Auctions of 20th Century Design in New York (Sotheby’s)concluded last week with a market-leading total of $20.4 million, including new benchmark prices for Tiffany Studios and Italian glass. Below is a look at some of the highlights that drove our results this season:

TIFFANY: DREAMING IN GLASS 14 December Auction Total $5 Million Wednesday’s auctions were led by Tiffany Studios “The Stream of Life” Window, which achieved $2,652,500 – more than seven  times its high estimate of $350,000. This result marks both a new world auction record for a window by the legendary firm, as well as the top auction price of the year worldwide for Design. The commemorative window was commissioned directly from Tiffany Studios in 1914 by Mrs. Benjamin Whitman on behalf of Park Presbyterian Church in Erie, Pennsylvania – now the First Presbyterian Church of the Covenant – and proceeds from the sale will benefit the church’s outreach mission.

IMPORTANT DESIGN 14 December Auction Total $9 Million Top prices throughout our annual sale of Important Design demonstrated strength across this diverse category, from a Coal Hod  by Charles Rohlfs dated 1900, which sold for $225,000, to a “Miss Blanche” Chair designed by Shiro Kuramata in 1988 that brought $384,500. The sale was highlighted by an exceptional result for French designer André Groult’s Important and Rare Commode, which fetched $1,452,500 – outstripping its high estimate of $1 million. The 1925 Exposition Internationale des Arts Décoratifs et Industriels Modernes in Paris presented a pavilion based on the theme of a French Embassy, with each room of the embassy designed by a different decorative artist. André Groult was in charge of the “Chambre de Madame,” or Lady’s bedroom. A few years later and for another client, Groult created another version of this bedroom suite executed entirely in green shagreen. The suite comprised a jewelry cabinet, two armchairs, a desk and two chairs, and the present commode. The Important Design sale also featured the recentlyrediscovered “Copenhagen” and “Lattes” Chairs by Italian architect and designer Carlo Mollino, which sold for $516,500 and $336,500, respectively. Both designed in 1951, the highly-sculptural plywood chairs remained in the same private collection for over 60 years, and were exhibited for the first time in 2011 as part of a major retrospective of Mollino’s work at the Haus der Kunst in Munich.

A FOCUSED OBSESSION Modern Italian Glass: The Martin Cohen Collection 14 December Auction Total $2.4 million Assembled over the past four decades by esteemed New York collector Martin Cohen, this encyclopedic collection featured some of the most important treasures of 20th-century Italian glass in private hands today. The dedicated sale was led by Thomas Stearns’s seminal Facades of Venice from 1962, which achieved $612,500 (estimate in the region of $400,000) – a new world auction record for a work of Italian glass. Both this series and the Capello del Doge series were exhibited at the 1962 Biennale and awarded a gold medal which, sadly, was revoked due to Stearns’ American roots. Stearns’ cutting edge designs were produced in very limited numbers due to the technical competence required for execution – as a result, these works are of exceptional rarity and scarcely seen on the market today.

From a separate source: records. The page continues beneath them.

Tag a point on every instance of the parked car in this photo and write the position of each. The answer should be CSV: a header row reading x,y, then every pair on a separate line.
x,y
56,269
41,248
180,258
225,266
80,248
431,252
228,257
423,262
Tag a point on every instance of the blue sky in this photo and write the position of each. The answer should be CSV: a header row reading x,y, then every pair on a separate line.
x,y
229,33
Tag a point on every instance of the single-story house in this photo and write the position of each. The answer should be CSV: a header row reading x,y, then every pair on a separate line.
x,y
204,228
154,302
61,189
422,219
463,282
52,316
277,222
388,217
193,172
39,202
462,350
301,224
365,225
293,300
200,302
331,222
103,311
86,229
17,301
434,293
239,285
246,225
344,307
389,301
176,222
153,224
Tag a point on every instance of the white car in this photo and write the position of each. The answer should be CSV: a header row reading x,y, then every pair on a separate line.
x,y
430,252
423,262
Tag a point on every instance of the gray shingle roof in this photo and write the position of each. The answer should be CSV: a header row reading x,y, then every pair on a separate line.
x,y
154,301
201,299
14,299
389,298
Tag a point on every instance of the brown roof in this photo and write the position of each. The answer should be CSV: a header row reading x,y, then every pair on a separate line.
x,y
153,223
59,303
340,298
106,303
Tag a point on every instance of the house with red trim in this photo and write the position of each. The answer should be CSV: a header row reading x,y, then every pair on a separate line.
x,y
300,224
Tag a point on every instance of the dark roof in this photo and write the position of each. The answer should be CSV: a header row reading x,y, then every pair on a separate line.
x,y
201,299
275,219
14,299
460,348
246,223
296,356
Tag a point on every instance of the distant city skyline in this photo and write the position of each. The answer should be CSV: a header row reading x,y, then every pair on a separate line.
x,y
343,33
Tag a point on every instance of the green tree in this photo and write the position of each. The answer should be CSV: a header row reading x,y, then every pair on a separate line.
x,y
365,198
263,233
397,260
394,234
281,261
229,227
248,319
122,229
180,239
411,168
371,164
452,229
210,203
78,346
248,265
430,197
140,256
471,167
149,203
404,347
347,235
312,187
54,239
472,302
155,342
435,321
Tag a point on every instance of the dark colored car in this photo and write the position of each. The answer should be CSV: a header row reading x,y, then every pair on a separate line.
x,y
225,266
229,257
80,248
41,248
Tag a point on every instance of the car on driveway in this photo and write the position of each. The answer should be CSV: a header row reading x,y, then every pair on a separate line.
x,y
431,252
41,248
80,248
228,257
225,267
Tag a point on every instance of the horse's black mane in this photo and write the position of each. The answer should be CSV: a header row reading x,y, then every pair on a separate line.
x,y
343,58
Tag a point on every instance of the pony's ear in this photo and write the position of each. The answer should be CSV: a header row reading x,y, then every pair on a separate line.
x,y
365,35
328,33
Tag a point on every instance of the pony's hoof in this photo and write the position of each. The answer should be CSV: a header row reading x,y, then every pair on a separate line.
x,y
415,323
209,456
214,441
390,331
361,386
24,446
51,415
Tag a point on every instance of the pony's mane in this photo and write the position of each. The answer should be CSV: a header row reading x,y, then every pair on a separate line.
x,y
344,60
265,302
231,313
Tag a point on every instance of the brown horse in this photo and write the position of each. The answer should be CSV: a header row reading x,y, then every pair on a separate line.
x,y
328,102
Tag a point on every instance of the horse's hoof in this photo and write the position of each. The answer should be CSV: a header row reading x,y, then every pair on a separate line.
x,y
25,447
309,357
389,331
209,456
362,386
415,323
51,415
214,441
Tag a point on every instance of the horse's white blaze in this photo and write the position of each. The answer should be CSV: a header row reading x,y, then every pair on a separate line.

BERTOIA – FEATURING MASTERWORKS FROM THE KAARE BERNTSEN COLLECTION 16 November Auction Total $3.6 Million Sotheby’s presented a dedicated auction of works by Harry Bertoia alongside our November sales of Impressionist & Modern and Contemporary Art. The auction, which offered some of the most important works 4 by Harry Bertoia ever to appear at auction, brought $3.6 million – well in excess of its $2.4 million high estimate. At the heart of the diverse offering were sculptures from the collection of Kaare Berntsen: Bertoia’s friend, patron and gallerist, who is credited with introducing Bertoia’s work to Norway through a series of groundbreaking exhibitions. The collection set new world auction records for both his ‘Sonambient’ and ‘Bush’ series, led by his Untitled (Monumental Bush) circa 1970 that brought $516,500 (estimate $250/350,000).